“Medical devices”, as a broader term, refers to regulated products that must comply with local and regional laws. In the United States (US), as of the mid-1980s, the Food and Drug Administration (FDA) has increased its involvement in reviewing the development of medical device software, due to patient overdoses caused by coding errors in a radiation therapy device (Therac-25). The FDA is now focused on regulatory oversight in the medical device software development process and system-level testing. Between 1995 and 2005, IEC 62304 became the benchmark standard for the development of medical software in both the EU and the US.
Due to the broad scope covered by these terms, manifold classifications can be proposed for various medical software, based for instance on their technical nature (embedded in a device or standalone), on their level of safety (from the most trivial to the most safety-critical ones), or on their primarily function (treatment, education, diagnostics, data management).

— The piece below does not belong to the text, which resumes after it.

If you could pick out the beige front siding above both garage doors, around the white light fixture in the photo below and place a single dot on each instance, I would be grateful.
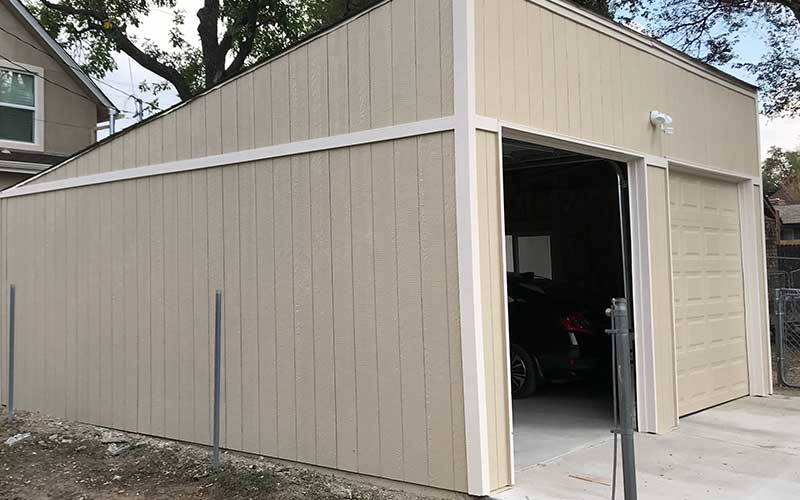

The scope of the evolved regulatory definition of a medical device now explicitly includes the term “software” (and not simply software that is part of or within another product). As such, the following would be considered to fall under its scope:
- Software intended to analyse patient data generated by a medical device with a view to diagnosis and monitoring.
- Software that incorporates dosage algorithms for chronic conditions (e.g. diabetes)
- Software intended for use by patients to diagnose or treat a physical or medical ailment (condition or disease).
EU 2007/47/EEC that amended 93/42/EEC Directive introduces also the stand-alone software (Annex IX). This modifies the risk classification of the software because a stand-alone software is considered as an active medical device.
The generic term medical software has been around for almost three decades. The last decade then saw a vast new array of software programs entering the medical technology space. Dozens of examples now exist where the critical functions performed by medical devices are partly (or now sometimes entirely) directed by software, notably by software that is standalone. The interesting element is that, for the first time in the European MDD[ref 1], a medical device can now be 100% virtual (or invisible).
The dramatic increase in smartphone usage over the last five years or so is perhaps the most significant factor that has triggered the emergence of thousands of pure software programs and apps in this space, many falling into a ‘grey’ or borderline area in terms of regulation.